Alain Lamassoure, député européen
L’Europe fait sa révolution politique
Partisan convaincu de l’aventure européenne, Alain Lamassoure fait partie des Français qui comptent à Bruxelles et à Strasbourg. Il livre à Fld ses réflexions sur les évolutions institutionnelles offertes par le Traité de Lisbonne.
Fld : Quels sont les principaux changements apportés par le traité de Lisbonne dans le fonctionnement des institutions européennes ?
Alain Lamassoure : Le Traité de Lisbonne va rendre l’Union européenne plus démocratique. Il va la rapprocher des citoyens et lui donner plusieurs visages qui lui faisaient cruellement défaut jusque-là.
L’un de ces visages est celui du Président permanent du Conseil européen qui garantira plus de continuité aux travaux des chefs d’Etats et de gouvernements et représentera l’Union lors des sommets internationaux. Herman van Rompuy, ancien Premier ministre belge, a été choisi pour assurer cette nouvelle fonction.
A ses côtés, a été nommé un Haut-représentant pour les Affaires étrangères, Catherine Ashton, ancienne commissaire européenne britannique. Elle sera vice-présidente de la Commission européenne et présidera également les réunions des ministres des Affaires étrangères. Cette double casquette lui permettra d’harmoniser les différentes actions extérieures de l’UE et d’accroître leur efficacité. Elle sera assistée dans cette tâche par un Service Européen d’Action Extérieure qui sera constitué prochainement.
Le Traité confère également plus de pouvoirs au Parlement européen, mais nous y reviendrons plus en détail si vous le voulez bien, et aux parlements nationaux qui seront associés plus étroitement à l’élaboration des législations européennes grâce au mécanisme dit d’“alerte précoce” selon lequel ils pourront tirer la sonnette d’alarme sur tout nouveau projet présenté par la Commission européenne dans un délai de huit semaines.
Les compétences de l’Union vont également être élargies, ce qui lui permettra désormais de pouvoir développer une véritable politique spatiale, une politique de l’énergie, etc. En parallèle, la prise de décision à la majorité qualifiée remplacera l’unanimité dans de nombreux domaines, notamment en matière d’affaires étrangères, de justice et affaires intérieures, ce qui facilitera considérablement les travaux du Conseil.
En ce qui concerne les citoyens plus directement, deux grandes avancées sont à noter. Tout d’abord, à travers l’élection du Parlement de Strasbourg, ils éliront “Monsieur, ou Madame, Europe”, le Président de la Commission, qui sera désormais élu par le Parlement. Cette innovation conduira les groupes politiques à présenter à l’avance des candidats qui devront défendre un programme de travail et présenter leurs ambitions pour l’Europe.
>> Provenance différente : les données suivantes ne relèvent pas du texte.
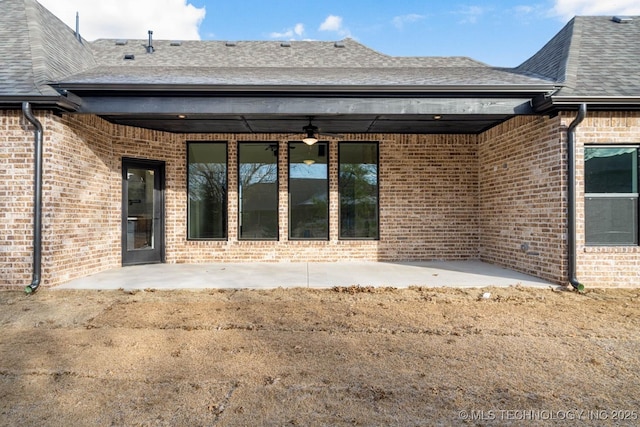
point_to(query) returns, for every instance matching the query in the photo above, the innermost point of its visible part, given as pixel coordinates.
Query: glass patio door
(142, 211)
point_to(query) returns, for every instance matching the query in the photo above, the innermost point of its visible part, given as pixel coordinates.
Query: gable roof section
(39, 49)
(595, 59)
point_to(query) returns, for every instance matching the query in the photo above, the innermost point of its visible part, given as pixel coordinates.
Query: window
(358, 187)
(207, 190)
(258, 190)
(308, 191)
(611, 195)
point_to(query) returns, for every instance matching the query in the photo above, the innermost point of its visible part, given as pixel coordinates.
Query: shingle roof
(303, 63)
(592, 56)
(37, 49)
(295, 54)
(389, 77)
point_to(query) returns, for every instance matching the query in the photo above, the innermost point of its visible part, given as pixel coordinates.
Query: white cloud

Les citoyens auront ainsi désormais leur mot à dire sur les orientations que suivra l’UE. Enfin, et il s’agit d’une innovation très importante, un nouvel instrument est à leur disposition. Il s’agit de l’initiative citoyenne qui permettra à un million de citoyens originaires de plusieurs Etats membres de demander aux autorités européennes de se saisir d’un problème et de se prononcer dessus.
Fld : Le pouvoir du Parlement est renforcé par ces nouvelles règles. Comment va-t-il pouvoir mieux contrôler le travail de la Commission ?
A. L. : En effet, le Parlement européen est le grand gagnant de cette nouvelle donne puisqu’il va voir ses pouvoirs accrus grâce à l’extension de la procédure de codécision ainsi qu’à de nouveaux pouvoirs budgétaires.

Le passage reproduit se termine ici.